The reason, for me, is the experience while taking pictures. My Nikon FM has the absolute minimum of controls to influence how the photograph is made. The SQA even less control as the maximum shutter speed is 1/500th and there is no light meter. This means that I concentrate on what I am seeing through the viewfinder, choosing the shutter speed and f stop – and that’s it. It feels more pure to me. This is the reason that I would love to own a Leica M-D. No screen, no settings, no distractions, but the convenience of digital.
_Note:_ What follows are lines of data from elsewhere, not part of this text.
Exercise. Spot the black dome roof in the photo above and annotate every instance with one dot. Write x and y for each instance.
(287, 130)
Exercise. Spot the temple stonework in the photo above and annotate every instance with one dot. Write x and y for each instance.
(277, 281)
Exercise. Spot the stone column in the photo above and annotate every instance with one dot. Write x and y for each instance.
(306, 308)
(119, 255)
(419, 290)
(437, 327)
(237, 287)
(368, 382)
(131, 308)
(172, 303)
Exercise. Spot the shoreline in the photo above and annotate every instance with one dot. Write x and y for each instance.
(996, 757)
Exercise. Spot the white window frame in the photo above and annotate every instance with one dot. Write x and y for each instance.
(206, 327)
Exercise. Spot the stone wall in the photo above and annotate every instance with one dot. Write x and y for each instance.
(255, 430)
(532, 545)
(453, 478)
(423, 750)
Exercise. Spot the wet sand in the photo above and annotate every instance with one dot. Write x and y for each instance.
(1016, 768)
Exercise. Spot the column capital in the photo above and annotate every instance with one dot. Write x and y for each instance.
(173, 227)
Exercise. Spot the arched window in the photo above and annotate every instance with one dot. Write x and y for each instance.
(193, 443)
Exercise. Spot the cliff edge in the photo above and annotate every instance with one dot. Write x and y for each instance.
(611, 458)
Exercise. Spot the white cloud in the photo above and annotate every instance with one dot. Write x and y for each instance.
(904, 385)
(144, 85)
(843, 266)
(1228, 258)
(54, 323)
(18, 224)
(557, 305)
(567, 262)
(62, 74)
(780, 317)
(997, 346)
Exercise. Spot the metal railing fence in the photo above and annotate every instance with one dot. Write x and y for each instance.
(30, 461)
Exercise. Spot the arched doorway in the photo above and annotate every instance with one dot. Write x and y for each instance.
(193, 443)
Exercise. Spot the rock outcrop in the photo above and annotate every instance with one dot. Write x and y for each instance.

Developing and scanning the film has become a meditative process. I don’t mind it, in fact I like it. Next stop is probably printing pictures from a negative, if I can set up my own darkroom.

At the Sand Dunes

I am quite happy with the look of this photo. Does it need a subject? Is the grass a subject? Does this photo say anything useful? I don’t know. I suppose I could answer these questions to my own satisfaction – I’m not sure.

I never remember the details of my film photographs. I don’t write them down at the time. 50mm f1.8 1/500…I think.

ZeroImage 6 x 12 Pinhole Camera

This is another picture from my first roll of film from the ZeroImage pinhole camera. The image was exposed reasonably! I think I will have to think a lot more about framing such a wide image…more research needed.

Reviewing Old Pictures

I have been looking at some pictures that I took last year and have never got round to editing once they had been scanned. Some of them were worth working on and so I spent an afternoon looking through them.

I have been thinking that it is very easy to take pictures that have been taken many thousands, maybe millions, of times before. I should struggle to make my pictures as unique as is possible. I know that maybe it is a vain hope, but I will keep trying, whether this is taking photographs on film, trying to embrace their imperfection, or attempting to take photos from unusual angles and of unusual subjects. I think it is pretty futile trying to be original in photography. Or at least, so far, for me, it is.

Cinema

Maybe the photo I’m most happy with out of all that I’ve taken. Why? I’m not sure. I will have to think about it to know for sure. Maybe it’s because I have got a more unusual perspective – maybe that I can see detail and interesting pattern in the picture. I will leave it for a while and revisit the picture to see if my thoughts are any clearer later.

Pinhole Camera Experiment

This was taken with a ZeroImage 6×12 pinhole camera. It was the first picture I have ever taken with this camera and so, although I worked out the exposure, it was still an experiment. I had no idea what the field of view would be, or what the quality of image would be. The rest of the roll was pretty bad – this is the best frame. I like panoramic images very much and am searching for a camera that will allow me to take good quality panoramic images. This is one way to do it – a grungy, gritty, fuzzy way – but still interesting. My search continues for a camera that can do it well that is less than £4000.